The actual results of Designs 1 and 2 await completion of the SOUL trial. Below, we carry out Design 3 using data from PIONEER 6 and the CDM external control arm described in Step 2. We also report the results of an unadjusted estimator for the difference in the risk of MACE among PIONEER 6 active and control arm participants.

After applying the inclusion and exclusion criteria described in Step 2 and depicted in Fig. 4, the CDM cohort consisted of 2483 participants. Table 2 lists baseline demographics, medical history, medication use, outcome missingness, and MACE and NCO event rates for the PIONEER 6 semaglutide and placebo arms, as well as for the CDM external control arm. The outcome was missing for 0.3% of PIONEER 6 participants and 16% of CDM participants. Compared to the PIONEER 6 control arm, the CDM controls were slightly older, had a higher percentage of females, had a lower proportion of previous MI or stroke but a higher proportion of previous heart failure, and had a different distribution of baseline medication use. These differences in baseline covariates reflect differences in the clinical settings and patient populations represented by the RCT and RWD that are adjusted for in the analysis.

Figure 4. Selection of CDM external control group.
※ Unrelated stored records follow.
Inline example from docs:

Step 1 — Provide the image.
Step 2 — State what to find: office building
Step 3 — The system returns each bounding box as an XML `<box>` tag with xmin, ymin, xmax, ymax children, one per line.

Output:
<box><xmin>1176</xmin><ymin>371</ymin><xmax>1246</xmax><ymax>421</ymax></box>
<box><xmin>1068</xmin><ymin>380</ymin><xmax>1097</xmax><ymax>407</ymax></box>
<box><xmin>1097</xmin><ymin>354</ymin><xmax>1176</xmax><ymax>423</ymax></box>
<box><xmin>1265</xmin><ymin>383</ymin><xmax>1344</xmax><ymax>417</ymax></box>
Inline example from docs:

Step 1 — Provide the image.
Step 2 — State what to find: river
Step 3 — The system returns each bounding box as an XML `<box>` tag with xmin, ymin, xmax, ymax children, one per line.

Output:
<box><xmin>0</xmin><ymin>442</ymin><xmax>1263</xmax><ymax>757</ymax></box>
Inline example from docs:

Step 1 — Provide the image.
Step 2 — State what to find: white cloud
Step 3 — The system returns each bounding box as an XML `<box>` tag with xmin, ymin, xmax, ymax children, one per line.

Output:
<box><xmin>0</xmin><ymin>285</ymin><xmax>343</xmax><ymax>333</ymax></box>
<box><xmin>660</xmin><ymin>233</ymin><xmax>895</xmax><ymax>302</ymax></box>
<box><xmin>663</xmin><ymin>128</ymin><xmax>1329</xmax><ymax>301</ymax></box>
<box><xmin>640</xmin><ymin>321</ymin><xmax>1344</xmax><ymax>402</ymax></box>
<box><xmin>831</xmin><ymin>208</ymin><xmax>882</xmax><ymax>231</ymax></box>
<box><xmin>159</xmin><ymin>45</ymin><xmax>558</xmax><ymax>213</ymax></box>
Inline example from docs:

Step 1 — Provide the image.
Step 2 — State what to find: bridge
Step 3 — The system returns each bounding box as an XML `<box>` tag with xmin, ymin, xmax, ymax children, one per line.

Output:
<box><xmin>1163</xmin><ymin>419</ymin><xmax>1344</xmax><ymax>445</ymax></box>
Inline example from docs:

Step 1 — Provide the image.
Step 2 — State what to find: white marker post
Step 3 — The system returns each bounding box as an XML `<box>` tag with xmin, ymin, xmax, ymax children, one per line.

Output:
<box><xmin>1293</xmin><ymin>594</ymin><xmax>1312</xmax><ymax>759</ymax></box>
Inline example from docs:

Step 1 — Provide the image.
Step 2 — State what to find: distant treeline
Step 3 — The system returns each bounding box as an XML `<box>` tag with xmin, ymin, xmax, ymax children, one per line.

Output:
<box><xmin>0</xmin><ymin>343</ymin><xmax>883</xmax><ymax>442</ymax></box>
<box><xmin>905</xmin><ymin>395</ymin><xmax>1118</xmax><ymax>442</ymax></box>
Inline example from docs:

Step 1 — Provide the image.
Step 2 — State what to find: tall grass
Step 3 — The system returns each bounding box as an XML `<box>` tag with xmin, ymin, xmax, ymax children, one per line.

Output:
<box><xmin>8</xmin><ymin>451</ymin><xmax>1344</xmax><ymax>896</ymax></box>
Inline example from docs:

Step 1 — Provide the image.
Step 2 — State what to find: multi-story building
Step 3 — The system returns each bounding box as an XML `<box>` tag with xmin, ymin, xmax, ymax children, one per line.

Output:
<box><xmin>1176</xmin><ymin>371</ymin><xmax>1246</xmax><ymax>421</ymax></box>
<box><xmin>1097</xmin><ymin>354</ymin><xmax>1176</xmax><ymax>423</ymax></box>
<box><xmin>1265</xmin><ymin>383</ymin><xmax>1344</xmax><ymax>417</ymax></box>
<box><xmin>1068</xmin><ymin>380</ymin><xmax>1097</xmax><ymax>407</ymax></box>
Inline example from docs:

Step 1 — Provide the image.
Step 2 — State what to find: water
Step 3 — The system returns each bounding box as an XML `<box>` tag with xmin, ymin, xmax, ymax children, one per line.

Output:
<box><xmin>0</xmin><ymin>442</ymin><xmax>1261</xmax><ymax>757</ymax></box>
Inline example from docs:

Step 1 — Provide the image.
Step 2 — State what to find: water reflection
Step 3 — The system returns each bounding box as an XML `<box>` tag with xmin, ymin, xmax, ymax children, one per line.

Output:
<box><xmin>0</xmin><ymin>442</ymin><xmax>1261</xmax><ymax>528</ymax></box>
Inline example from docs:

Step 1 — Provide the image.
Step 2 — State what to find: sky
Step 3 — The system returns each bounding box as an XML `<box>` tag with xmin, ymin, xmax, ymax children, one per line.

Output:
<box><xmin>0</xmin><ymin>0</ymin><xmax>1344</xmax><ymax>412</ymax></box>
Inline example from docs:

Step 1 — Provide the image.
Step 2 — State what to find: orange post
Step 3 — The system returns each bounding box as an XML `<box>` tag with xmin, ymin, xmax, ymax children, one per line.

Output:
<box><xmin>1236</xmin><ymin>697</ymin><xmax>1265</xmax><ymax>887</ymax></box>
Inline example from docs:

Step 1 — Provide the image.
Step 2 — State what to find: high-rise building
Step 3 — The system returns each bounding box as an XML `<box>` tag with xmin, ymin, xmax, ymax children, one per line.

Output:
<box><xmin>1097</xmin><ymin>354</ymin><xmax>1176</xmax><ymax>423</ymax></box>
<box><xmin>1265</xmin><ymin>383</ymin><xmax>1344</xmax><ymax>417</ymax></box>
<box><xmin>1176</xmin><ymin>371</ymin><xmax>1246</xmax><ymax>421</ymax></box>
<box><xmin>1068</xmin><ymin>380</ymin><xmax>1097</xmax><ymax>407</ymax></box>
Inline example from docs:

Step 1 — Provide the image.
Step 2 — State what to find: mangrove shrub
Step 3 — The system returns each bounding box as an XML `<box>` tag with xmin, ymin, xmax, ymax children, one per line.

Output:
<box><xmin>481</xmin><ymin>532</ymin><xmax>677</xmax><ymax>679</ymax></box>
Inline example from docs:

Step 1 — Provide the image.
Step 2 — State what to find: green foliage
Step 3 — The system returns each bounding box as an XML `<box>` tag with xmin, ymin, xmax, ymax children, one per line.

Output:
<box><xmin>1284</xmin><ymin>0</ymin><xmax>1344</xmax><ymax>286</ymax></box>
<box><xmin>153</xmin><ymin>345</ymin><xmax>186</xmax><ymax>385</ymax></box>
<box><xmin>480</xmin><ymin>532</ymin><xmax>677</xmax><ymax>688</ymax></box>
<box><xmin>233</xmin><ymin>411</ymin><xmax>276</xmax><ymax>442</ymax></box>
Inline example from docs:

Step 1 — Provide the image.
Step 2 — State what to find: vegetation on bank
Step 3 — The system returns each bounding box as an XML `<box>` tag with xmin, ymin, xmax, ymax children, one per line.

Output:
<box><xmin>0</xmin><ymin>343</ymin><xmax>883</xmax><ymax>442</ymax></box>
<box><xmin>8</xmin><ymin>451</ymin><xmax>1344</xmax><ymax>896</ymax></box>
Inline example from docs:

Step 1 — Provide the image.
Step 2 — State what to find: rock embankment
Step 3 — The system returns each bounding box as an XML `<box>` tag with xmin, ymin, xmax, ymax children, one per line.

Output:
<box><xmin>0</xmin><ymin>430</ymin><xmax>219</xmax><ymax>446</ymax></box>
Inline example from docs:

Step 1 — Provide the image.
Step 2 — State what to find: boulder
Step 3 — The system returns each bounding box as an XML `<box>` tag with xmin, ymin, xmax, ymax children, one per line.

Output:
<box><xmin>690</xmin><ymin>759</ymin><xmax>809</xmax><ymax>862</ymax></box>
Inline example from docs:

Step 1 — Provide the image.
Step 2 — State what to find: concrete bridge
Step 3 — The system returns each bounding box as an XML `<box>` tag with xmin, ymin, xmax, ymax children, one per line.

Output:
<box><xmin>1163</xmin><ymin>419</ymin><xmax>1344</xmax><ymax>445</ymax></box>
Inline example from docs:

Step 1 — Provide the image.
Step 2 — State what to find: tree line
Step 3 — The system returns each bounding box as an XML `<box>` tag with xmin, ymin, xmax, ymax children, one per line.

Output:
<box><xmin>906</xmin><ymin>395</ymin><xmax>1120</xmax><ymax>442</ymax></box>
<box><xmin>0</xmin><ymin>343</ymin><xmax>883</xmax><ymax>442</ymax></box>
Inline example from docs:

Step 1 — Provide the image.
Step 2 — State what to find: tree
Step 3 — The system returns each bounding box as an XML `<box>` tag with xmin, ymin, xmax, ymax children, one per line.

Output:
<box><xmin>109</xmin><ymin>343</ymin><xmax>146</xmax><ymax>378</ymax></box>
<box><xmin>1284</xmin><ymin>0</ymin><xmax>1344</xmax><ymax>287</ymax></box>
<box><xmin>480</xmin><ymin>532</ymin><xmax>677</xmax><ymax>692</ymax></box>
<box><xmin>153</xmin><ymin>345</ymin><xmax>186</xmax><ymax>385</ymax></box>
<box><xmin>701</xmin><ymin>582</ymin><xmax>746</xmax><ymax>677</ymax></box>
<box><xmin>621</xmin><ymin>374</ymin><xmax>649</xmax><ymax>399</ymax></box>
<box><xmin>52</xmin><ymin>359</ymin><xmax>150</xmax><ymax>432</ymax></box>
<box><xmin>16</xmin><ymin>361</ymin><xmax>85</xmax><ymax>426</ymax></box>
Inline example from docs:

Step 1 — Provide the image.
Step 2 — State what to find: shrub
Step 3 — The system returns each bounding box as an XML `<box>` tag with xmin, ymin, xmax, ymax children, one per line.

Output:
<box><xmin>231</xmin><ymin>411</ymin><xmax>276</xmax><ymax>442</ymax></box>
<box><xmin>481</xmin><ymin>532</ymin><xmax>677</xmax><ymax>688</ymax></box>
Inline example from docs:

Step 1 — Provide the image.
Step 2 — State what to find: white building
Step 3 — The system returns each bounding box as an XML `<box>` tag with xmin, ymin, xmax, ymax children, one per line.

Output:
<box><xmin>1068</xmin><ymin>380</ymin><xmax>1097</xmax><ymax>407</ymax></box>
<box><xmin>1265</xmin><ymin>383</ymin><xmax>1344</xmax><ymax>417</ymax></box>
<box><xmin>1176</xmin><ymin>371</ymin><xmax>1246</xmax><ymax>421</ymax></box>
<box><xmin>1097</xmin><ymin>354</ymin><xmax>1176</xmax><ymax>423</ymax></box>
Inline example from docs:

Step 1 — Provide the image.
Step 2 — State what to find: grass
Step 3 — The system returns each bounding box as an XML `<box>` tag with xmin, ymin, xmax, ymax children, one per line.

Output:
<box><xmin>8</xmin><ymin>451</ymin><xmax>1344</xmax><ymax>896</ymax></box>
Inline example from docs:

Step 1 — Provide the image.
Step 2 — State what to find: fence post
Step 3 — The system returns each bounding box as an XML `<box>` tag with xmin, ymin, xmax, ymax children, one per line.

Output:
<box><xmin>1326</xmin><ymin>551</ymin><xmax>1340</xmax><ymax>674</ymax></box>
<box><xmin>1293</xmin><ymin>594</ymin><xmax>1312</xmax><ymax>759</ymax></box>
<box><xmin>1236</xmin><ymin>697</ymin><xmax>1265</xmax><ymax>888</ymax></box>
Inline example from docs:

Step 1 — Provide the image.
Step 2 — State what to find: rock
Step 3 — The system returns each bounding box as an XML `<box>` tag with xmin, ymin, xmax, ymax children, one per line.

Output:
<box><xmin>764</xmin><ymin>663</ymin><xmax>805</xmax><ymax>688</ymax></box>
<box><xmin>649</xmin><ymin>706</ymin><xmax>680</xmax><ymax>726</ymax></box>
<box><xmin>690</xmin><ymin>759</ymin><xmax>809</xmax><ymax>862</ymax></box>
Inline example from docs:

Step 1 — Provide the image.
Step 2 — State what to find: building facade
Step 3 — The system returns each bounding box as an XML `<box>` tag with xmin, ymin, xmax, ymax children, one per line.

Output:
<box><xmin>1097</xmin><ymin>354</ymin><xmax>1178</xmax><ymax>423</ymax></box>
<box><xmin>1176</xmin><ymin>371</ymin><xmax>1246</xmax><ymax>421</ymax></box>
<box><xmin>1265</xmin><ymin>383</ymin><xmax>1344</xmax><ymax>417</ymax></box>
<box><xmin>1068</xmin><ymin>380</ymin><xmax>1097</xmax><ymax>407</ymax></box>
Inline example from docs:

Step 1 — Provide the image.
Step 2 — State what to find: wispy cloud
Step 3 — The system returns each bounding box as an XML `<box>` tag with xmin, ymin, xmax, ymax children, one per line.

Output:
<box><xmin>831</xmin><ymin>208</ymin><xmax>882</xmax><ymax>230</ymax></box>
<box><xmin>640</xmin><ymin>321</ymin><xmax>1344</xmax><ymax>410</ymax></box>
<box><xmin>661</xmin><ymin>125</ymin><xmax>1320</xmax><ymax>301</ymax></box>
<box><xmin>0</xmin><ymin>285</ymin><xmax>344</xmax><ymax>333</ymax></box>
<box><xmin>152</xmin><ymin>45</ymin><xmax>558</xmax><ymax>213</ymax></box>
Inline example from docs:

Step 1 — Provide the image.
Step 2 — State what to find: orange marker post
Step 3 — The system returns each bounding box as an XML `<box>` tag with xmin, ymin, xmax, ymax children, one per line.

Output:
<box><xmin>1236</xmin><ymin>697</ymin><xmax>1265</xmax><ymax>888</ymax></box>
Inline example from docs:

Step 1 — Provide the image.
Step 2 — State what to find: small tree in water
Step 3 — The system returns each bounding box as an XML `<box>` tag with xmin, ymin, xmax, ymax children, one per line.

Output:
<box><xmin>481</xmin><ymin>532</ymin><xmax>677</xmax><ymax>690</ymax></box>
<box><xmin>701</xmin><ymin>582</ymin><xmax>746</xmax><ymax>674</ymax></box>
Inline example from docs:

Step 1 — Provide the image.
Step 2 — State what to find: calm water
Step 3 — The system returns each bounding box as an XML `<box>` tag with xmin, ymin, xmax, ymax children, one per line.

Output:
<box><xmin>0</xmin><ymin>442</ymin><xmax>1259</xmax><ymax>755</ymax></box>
CDM=Clinformatics® Data Mart Database; T2DM=type 2 diabetes mellitus; DPP4i=dipeptidyl peptidase-4 inhibitor; Jan=January; RCT=randomized controlled trial; Sept=September; yr=year.

Table 2. Baseline characteristics, outcome missingness, and event rates for PIONEER 6 and CDM

CDM=Clinformatics® Data Mart Database; eGFR=estimated glomerular filtration rate; HbA1c=glycated hemoglobin; HDL=high-density lipoprotein; LDL=low-density lipoprotein; RWD=real-world data; MACE=major adverse cardiovascular events; MI=myocardial infarction; mg/dl=milligrams per deciliter; ml/min/1.73 m2=milliliters per minute per 1.73 square meters of body surface; NCO=negative control outcome; SD=standard deviation; SGLT2i=sodium/glucose cotransporter-2 inhibitor; SU=sulfonylurea; TIA=transient ischemic attack; TZD=thiazolidinedione.

As shown in Fig. 5, the estimated difference in the risk of MACE by 1 year based on the unadjusted estimator conducted using PIONEER 6 data was –1.30%-points (95% CI –2.60%–0.00%-points). This result is closer to statistical significance than the primary result reported for the PIONEER 6 trial (HR 0.79; 95% CI 0.57–1.11 [Reference Husain, Birkenfeld and Donsmark16]) because the primary analysis (a) evaluated the hazard ratio including all timepoints instead of the risk difference by one year and (b) evaluated a composite outcome that included death from cardiovascular causes instead of death from all causes.

Figure 5. Estimated difference in 1-year risk of MACE for PIONEER 6 and hybrid design. CI=confidence interval; ES-CVTMLE=experiment-selector cross-validated targeted maximum likelihood estimator; MACE=major adverse cardiovascular events; RCT=randomized controlled trial.

Hybrid Design 3 resulted in an estimated risk difference of –1.53%-points (95% CI –2.75– –0.30%-points), providing evidence in support of the superiority of oral semaglutide versus standard-of-care for the prevention of MACE. The two primary differences between the risk difference estimates from PIONEER 6 alone compared to the hybrid analysis are narrower confidence intervals and a small negative shift in the point estimate. Narrower confidence intervals resulted from the data-adaptive estimator accepting the CDM RWD for inclusion in the analysis in 84% of cross-validation splits, leading to increased efficiency.

The small shift in the point estimate may have occurred for three main reasons. First, the magnitude of the shift is well within what might be expected by chance alone. Second, the shift may be due to subtle changes in the target population that arise from including external controls despite using the same eligibility criteria. Finally, the potential for some residual bias remains.

Discussion

In this case study, we demonstrate an application of the Causal Roadmap to a hybrid randomized RWD trial. We discuss considerations for improving the plausibility of identification assumptions in this data fusion context. We also implement the extension proposed in the companion article [Reference Dang, Gruber and Lee10] to use the Causal Roadmap to compare different potential study designs using simulations.

Both the FDA guidance on complex innovative trial designs [46] and the FDA guidance on adaptive designs [47] suggest the utility of simulations for comparing alternative design choices. In this case study, the simulation demonstrates how sponsors may quantify the tradeoffs between different study designs. Compared to Design 1, Design 3 with unbiased external data led to similar confidence interval coverage but less time during which patients were precluded from receiving a GLP1-RA. This suggests that Design 3 would be superior if unbiased external data were available.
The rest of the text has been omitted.